For the same reason I find myself unable to agree with the District Court for the Western District of Kentucky in Stearns Coal & Lumber Co. v. Glenn, 42 F. Supp. 28. It is extremely doubtful whether the question which appears to me controlling was presented to the Court in that case and, as has been stated, I cannot accept Burnet v. Sanford & Brooks Co., supra, as dispositive of it as the Court in the Stearns case seemed to do. In a recent opinion (Second National Bank of Nashua v. Commissioner, Dec. 29, 1941) the Board of Tax Appeals declined to follow the decision in the Stearns case.

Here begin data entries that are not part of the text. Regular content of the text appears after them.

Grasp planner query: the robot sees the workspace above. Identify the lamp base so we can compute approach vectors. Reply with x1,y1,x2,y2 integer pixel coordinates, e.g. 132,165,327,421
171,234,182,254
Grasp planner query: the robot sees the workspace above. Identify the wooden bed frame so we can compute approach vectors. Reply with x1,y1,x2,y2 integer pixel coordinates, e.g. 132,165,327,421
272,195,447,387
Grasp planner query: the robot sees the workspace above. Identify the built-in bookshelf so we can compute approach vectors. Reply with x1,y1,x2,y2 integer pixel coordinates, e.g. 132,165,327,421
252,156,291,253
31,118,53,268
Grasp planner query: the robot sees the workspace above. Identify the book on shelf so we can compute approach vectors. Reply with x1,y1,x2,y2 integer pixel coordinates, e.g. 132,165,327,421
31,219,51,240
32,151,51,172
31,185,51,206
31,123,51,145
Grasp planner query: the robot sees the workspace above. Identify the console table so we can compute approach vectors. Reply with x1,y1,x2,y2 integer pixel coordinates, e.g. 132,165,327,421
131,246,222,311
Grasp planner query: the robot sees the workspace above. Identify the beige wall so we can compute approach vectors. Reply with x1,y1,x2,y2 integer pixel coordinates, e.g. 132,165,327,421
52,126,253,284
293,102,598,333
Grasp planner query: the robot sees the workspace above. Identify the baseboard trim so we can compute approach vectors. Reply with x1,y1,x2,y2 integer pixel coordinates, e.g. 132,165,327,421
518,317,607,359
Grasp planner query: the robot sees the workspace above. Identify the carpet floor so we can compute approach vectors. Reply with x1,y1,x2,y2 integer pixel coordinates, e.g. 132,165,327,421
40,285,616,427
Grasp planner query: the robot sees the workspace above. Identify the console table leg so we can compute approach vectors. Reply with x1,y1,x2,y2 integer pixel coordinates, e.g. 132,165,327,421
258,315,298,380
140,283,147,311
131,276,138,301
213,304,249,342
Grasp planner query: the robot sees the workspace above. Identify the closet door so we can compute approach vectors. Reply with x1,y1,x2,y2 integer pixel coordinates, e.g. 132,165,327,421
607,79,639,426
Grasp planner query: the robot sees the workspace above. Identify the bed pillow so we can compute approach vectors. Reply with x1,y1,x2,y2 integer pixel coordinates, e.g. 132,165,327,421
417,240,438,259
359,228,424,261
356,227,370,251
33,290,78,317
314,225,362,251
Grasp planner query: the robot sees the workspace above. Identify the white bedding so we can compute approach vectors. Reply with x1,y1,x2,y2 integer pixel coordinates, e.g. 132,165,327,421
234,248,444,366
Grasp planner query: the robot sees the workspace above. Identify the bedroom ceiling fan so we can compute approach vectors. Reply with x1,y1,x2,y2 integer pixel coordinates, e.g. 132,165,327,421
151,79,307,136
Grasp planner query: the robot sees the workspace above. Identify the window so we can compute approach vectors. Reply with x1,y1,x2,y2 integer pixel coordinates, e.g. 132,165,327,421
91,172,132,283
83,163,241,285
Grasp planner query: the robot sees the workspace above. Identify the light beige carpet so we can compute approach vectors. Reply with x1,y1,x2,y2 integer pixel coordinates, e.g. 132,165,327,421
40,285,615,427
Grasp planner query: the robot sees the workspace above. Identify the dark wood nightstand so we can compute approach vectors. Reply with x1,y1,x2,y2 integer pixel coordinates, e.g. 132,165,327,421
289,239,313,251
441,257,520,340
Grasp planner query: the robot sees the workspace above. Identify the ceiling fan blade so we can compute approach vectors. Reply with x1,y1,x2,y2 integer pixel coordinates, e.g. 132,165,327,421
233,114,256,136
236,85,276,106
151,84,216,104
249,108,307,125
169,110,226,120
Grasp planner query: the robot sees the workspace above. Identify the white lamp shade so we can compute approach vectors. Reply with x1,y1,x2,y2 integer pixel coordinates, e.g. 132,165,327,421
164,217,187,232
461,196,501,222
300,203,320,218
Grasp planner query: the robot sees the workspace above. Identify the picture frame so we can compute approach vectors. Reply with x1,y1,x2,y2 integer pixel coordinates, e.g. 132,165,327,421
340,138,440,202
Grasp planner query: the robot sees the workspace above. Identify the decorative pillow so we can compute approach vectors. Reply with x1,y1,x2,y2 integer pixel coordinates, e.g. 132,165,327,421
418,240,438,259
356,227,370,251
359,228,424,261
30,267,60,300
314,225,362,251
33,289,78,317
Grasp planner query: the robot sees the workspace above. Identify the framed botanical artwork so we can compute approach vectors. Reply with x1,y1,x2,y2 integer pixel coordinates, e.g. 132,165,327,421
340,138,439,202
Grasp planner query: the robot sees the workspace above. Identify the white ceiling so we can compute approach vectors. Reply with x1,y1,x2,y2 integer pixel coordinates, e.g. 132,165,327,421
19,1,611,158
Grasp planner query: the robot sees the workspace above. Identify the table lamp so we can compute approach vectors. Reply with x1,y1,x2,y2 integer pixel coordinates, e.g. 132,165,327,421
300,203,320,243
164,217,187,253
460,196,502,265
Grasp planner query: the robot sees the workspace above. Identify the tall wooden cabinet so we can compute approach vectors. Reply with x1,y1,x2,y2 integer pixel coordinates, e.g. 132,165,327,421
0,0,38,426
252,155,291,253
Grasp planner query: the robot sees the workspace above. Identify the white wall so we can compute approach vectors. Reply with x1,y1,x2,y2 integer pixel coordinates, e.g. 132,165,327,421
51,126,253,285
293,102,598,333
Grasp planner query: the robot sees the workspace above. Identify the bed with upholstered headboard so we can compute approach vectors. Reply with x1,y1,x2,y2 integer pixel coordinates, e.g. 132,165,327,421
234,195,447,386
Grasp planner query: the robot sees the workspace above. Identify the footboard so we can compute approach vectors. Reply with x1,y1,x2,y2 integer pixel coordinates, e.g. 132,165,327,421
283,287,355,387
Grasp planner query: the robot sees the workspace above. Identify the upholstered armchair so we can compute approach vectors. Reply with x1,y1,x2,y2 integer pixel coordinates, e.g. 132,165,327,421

In Commissioner v. Liberty Bank & Trust Co., 6 Cir., 59 F.2d 320, the Court was considering a case in which the charge-off had resulted in a tax benefit to the taxpayers. The Court pointed out that the taxpayer was estopped to question the inclusion of the recoveries in his gross income for tax purposes in the year in which they were made. In my view, it was unnecessary to go further, as the Court did, and apply Burnet v. Sanford & Brooks Co. as a controlling authority, and, for the reasons stated, I am unable to follow that portion of the Court's opinion.

It might be pointed out also that in none of the cases in which the courts have sustained taxation of recoveries of bad debts on theories other than the one here presented were the courts faced with the problem of recoveries of debts the deductions for which had not resulted in tax benefits.

The facts are found as stipulated.

The Court concludes as a matter of law that, upon the facts, the plaintiff is entitled to recover the amount of the tax in question with interest.

Judgment may be entered for the plaintiff in the amount claimed with interest.